I was given two groups of .vcf files, with each group consisting of individuals with a different phenotype of muscular dystrophy. My goal is to determine if there are large groups of gene loci that each group has in common but is different between the two groups.
I started out by merging the .vcf files from each group into one file (This took longer than you would expect). Then I ran some comparisons on the two files. These are my results:
- This file was generated by vcf-compare.
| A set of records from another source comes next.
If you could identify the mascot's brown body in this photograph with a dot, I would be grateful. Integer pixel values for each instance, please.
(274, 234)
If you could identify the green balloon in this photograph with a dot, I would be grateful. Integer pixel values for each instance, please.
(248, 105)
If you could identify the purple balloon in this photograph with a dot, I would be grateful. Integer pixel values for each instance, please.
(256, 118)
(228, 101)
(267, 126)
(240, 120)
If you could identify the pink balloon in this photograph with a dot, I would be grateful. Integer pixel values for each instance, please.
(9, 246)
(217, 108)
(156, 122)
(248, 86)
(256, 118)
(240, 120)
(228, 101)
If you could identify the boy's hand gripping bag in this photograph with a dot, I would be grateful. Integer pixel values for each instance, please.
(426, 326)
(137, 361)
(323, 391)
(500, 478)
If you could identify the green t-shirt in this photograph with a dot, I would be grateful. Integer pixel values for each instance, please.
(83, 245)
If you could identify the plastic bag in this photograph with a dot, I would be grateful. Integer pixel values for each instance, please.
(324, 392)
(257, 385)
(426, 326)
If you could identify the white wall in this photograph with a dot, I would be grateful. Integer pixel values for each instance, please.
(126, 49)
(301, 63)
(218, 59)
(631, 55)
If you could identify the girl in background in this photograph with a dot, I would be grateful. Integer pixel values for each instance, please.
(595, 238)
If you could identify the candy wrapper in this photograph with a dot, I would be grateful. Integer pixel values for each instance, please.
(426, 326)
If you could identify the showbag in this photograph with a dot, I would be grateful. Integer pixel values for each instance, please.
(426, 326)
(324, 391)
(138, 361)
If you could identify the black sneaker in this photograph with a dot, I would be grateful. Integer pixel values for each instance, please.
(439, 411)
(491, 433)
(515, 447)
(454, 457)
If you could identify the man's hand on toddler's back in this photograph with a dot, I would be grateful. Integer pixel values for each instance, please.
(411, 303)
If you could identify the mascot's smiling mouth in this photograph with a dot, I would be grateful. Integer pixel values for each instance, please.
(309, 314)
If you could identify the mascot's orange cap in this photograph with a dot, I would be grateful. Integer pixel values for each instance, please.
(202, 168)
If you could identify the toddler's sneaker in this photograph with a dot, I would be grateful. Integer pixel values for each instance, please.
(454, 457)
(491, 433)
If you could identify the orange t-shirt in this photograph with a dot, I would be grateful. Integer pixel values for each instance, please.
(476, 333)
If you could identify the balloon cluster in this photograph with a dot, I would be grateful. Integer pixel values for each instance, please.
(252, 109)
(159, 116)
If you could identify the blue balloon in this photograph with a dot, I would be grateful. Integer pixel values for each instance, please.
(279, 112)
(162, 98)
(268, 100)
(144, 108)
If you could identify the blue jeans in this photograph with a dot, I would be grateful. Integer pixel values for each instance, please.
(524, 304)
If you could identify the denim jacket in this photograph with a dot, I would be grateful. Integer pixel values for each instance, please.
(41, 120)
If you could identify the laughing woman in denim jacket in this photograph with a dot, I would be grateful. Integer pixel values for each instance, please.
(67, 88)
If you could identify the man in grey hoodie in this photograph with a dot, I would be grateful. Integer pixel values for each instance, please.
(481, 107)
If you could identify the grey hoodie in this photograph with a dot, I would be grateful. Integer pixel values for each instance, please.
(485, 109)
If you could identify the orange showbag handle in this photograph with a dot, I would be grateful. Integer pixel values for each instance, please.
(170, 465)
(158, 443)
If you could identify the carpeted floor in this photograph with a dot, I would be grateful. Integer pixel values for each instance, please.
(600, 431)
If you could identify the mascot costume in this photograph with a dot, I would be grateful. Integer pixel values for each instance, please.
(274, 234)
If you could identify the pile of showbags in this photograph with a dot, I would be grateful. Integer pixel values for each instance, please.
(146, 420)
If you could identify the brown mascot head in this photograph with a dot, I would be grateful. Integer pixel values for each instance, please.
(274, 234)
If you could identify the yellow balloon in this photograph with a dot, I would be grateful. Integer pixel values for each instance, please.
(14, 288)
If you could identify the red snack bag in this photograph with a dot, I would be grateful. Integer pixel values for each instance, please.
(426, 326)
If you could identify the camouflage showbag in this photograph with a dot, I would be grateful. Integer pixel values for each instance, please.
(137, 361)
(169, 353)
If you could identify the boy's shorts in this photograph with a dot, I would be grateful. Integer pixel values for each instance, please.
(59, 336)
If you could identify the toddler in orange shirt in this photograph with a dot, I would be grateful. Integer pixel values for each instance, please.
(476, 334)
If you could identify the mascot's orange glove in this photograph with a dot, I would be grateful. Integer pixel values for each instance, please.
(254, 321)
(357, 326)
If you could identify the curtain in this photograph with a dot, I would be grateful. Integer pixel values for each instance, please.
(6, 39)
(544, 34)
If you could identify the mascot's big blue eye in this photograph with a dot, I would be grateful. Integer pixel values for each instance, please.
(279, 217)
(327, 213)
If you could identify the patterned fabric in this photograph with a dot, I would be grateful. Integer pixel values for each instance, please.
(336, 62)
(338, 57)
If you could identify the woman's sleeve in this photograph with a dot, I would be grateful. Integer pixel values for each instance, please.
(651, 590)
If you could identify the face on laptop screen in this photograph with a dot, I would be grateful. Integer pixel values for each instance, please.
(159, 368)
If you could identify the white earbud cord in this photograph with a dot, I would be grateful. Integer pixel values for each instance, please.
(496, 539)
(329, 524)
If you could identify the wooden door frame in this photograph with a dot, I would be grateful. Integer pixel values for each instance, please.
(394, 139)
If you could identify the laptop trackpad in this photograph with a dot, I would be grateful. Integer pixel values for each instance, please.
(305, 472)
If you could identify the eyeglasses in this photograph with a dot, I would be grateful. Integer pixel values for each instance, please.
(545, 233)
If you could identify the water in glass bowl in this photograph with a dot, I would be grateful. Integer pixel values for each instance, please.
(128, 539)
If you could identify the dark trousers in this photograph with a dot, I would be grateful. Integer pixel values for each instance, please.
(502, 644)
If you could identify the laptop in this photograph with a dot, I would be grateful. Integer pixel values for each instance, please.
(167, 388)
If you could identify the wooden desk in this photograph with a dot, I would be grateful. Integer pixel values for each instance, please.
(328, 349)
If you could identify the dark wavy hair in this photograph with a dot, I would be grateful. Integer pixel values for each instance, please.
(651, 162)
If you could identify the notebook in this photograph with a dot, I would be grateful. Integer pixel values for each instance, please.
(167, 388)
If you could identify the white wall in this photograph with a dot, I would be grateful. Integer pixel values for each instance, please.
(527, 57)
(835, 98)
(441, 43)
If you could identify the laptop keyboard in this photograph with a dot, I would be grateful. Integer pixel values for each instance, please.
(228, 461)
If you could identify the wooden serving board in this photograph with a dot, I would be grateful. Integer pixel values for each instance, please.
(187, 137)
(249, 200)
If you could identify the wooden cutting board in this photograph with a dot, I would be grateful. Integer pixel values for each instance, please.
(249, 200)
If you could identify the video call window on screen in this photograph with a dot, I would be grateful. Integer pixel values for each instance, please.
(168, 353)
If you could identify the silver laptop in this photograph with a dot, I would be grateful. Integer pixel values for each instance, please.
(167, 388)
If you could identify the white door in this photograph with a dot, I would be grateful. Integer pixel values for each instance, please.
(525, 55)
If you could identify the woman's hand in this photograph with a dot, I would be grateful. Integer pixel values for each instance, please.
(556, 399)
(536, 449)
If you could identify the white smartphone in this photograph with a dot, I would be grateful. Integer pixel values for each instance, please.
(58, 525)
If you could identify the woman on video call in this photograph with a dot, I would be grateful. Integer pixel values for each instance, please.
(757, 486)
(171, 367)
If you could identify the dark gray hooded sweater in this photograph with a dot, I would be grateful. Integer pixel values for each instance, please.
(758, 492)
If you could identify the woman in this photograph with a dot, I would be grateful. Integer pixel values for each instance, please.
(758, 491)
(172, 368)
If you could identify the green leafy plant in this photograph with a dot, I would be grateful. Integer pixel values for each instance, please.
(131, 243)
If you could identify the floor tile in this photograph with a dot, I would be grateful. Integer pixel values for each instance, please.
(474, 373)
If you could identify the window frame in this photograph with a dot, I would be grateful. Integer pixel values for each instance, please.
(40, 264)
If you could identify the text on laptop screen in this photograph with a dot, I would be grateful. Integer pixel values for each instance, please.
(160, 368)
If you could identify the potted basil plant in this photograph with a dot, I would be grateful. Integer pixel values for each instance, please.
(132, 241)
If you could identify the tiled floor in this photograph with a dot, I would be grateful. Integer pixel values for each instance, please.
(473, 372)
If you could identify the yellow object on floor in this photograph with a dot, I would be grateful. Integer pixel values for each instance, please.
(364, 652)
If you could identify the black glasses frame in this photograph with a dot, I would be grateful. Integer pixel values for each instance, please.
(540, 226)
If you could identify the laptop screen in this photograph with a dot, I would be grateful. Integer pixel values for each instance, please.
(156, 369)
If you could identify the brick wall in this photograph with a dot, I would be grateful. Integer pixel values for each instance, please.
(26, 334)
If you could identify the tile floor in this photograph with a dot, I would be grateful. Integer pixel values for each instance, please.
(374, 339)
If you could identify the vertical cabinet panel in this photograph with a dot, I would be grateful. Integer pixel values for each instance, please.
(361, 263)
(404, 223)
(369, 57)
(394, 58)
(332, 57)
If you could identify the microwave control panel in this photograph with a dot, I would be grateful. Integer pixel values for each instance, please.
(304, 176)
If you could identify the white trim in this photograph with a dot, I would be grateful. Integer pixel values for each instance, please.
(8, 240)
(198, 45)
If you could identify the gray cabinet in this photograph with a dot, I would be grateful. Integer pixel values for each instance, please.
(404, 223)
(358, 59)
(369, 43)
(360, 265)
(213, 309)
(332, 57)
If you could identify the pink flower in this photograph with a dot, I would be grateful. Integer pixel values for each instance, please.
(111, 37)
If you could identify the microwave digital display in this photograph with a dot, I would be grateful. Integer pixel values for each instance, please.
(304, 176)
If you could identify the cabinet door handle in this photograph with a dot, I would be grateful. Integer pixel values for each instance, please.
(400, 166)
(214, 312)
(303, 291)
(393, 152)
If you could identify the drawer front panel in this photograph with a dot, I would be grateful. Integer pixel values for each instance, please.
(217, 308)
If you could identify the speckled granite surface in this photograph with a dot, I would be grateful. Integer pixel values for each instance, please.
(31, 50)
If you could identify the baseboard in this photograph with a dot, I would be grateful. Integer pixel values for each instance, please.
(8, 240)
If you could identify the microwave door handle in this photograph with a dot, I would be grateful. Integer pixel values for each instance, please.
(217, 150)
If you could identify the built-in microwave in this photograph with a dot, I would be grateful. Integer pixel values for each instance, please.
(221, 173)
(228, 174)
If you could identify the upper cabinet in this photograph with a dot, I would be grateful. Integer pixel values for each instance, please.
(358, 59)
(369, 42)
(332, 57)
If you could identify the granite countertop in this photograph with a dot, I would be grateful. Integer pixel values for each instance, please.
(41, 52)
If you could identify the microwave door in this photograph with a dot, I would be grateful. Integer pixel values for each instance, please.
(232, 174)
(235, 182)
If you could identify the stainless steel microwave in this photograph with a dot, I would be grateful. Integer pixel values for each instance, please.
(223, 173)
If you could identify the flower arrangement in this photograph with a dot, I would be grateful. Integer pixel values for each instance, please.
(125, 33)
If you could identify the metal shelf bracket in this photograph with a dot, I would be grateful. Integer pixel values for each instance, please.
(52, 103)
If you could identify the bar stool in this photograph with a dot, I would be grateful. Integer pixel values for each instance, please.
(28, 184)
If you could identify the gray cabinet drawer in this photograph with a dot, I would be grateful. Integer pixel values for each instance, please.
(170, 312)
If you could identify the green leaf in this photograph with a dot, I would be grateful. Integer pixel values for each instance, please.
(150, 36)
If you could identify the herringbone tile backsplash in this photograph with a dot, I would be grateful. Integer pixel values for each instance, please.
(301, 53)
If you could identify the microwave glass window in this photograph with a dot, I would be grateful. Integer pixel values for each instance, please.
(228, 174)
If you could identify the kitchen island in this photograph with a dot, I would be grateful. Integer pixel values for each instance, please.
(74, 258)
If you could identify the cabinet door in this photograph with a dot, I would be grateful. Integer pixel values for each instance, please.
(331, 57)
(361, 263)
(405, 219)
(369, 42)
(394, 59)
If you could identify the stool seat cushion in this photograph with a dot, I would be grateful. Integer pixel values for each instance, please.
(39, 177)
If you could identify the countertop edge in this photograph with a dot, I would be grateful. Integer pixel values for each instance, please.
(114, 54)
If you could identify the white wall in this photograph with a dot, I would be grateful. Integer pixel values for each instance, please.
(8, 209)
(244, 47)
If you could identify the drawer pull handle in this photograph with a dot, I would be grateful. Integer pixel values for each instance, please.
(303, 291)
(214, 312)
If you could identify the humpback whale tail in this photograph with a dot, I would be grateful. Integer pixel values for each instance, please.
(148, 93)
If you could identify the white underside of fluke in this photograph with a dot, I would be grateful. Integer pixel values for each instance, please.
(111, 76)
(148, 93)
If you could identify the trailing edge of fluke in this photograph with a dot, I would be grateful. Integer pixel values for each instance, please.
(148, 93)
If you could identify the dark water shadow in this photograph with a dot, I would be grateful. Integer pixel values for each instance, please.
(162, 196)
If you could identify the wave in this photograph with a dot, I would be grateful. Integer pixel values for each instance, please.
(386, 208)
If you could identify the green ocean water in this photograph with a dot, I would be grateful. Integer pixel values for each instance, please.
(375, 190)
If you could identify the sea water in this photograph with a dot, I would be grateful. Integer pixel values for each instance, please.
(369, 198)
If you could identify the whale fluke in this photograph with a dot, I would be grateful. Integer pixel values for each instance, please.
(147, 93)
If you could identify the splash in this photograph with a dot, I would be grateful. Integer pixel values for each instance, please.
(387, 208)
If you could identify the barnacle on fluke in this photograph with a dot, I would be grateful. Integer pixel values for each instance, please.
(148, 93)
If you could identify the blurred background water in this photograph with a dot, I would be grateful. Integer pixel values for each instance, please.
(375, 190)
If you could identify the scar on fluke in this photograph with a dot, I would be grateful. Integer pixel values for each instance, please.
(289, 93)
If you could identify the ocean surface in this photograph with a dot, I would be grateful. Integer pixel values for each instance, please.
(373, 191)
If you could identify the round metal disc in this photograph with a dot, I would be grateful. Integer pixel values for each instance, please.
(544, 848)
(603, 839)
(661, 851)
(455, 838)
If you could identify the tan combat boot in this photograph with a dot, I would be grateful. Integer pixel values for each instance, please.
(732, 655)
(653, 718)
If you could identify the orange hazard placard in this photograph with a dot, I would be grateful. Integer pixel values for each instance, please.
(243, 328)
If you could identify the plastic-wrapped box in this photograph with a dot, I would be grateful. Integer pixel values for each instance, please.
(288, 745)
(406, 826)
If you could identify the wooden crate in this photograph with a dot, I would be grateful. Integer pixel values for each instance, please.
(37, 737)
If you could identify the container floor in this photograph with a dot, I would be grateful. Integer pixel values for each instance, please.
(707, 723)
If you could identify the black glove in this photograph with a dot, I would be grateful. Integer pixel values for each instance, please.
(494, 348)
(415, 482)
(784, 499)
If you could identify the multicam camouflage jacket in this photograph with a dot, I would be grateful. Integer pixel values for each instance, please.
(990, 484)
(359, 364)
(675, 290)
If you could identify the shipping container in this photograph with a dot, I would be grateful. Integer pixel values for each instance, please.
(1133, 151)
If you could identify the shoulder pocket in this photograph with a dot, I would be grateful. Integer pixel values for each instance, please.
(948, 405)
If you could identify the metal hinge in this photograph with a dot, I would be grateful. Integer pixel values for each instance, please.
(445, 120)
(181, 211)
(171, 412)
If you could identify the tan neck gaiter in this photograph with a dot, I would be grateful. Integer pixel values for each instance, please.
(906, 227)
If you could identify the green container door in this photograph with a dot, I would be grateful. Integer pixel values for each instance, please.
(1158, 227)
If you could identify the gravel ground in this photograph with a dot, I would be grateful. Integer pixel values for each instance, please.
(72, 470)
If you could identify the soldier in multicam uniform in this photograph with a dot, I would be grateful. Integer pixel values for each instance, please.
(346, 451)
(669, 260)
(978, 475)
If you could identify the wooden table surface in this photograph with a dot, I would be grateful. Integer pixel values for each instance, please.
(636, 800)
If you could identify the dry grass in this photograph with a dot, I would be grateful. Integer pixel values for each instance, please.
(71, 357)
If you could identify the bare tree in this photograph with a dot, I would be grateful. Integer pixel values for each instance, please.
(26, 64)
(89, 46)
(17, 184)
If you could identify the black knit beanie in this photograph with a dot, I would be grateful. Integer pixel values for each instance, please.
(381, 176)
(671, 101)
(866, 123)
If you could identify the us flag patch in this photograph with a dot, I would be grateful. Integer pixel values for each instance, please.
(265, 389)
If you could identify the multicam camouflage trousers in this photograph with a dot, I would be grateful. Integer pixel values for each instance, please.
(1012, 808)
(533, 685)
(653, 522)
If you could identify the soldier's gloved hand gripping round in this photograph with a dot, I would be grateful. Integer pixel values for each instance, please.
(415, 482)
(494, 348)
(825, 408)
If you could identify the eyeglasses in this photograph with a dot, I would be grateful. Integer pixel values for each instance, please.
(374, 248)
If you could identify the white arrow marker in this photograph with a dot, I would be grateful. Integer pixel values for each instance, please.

- The command line was: vcf-compare(r953) earlyCombined.vcf.gz lateCombined.vcf.gz
- VN 'Venn-Diagram Numbers'. Use
grep ^VN | cut -f 2-
to extract this part. - VN The columns are:
- VN 1 .. number of sites unique to this particular combination of files
- VN 2- .. combination of files and space-separated number, a fraction of sites in the file VN 56741 earlyCombined.vcf.gz (30.4%) VN 60599 lateCombined.vcf.gz (31.8%) VN 129749 earlyCombined.vcf.gz (69.6%) lateCombined.vcf.gz (68.2%)
SN Summary Numbers. Use
grep ^SN | cut -f 2-
to extract this part. SN Number of REF matches: 128958 SN Number of ALT matches: 125013 SN Number of REF mismatches: 791 SN Number of ALT mismatches: 3945 SN Number of samples in GT comparison: 0GC Genotype Comparison. Use
grep ^GC | cut -f 2-
to extract this part.- GC The columns are:
- GC 1 .. Sample
- GC 2-6 .. Gtype mismatches: total hom_RR hom_AA het_RA het_AA
- GC 7-9 .. Gtype lost: total het_RA het_AA
- GC 10-14 .. Gtype gained: total hom_RR hom_AA het_RA het_AA
- GC 15-17 .. Phase lost: total het_RA het_AA
- GC 18 .. Phase gained
- GC 19-23 .. Matching sites: total hom_RR hom_AA het_RA het_AA
- GC 24 .. Phased matches: het_RA
- GC 25 .. Misphased matches: het_RA GC - 14456 0 7108 7348 0 24449 17070 0 22792 3 6357 16351 81 0 0 0 0 32421 0 16514 15907 0 00
- AF Number of matching and mismatching genotypes vs non-ref allele frequency. Use
^AF | cut -f 2-
to extract this part. - AF The columns are:
- AF 1 .. Non-ref allele count
- AF 2 .. Hom(RR) matches
- AF 3 .. Het(RA) matches
- AF 4 .. Hom(AA) matches
- AF 5 .. Het(AA) matches
- AF 6 .. Hom(RR) mismatches
- AF 7 .. Het(RA) mismatches
- AF 8 .. Hom(AA) mismatches
- AF 9 .. Het(AA) mismatches AF 0.50 0 15907 0 0 0 7348 0 0 AF 1.00 0 0 16514 0 0 0 7108 0
- DP Counts by depth. Use
grep ^DP | cut -f 2-
to extract this part. - DP The columns are:
- DP 1 .. depth
- DP 2 .. RR matches
- DP 3 .. RA matches
- DP 4 .. AA matches
- DP 5 .. RR -> RA mismatches
- DP 6 .. RR -> AA mismatches
- DP 7 .. RA -> RR mismatches
- DP 8 .. RA -> AA mismat
I am struggling with interpreting this data and I want to know if there is a way to use vcftools and find similar loci in each file that is not shared with the other file.
Any help would be greatly appreciated!
EDIT
After further review, I think using vcf-isec might be what I'm looking for. I will update again after trying for future reference.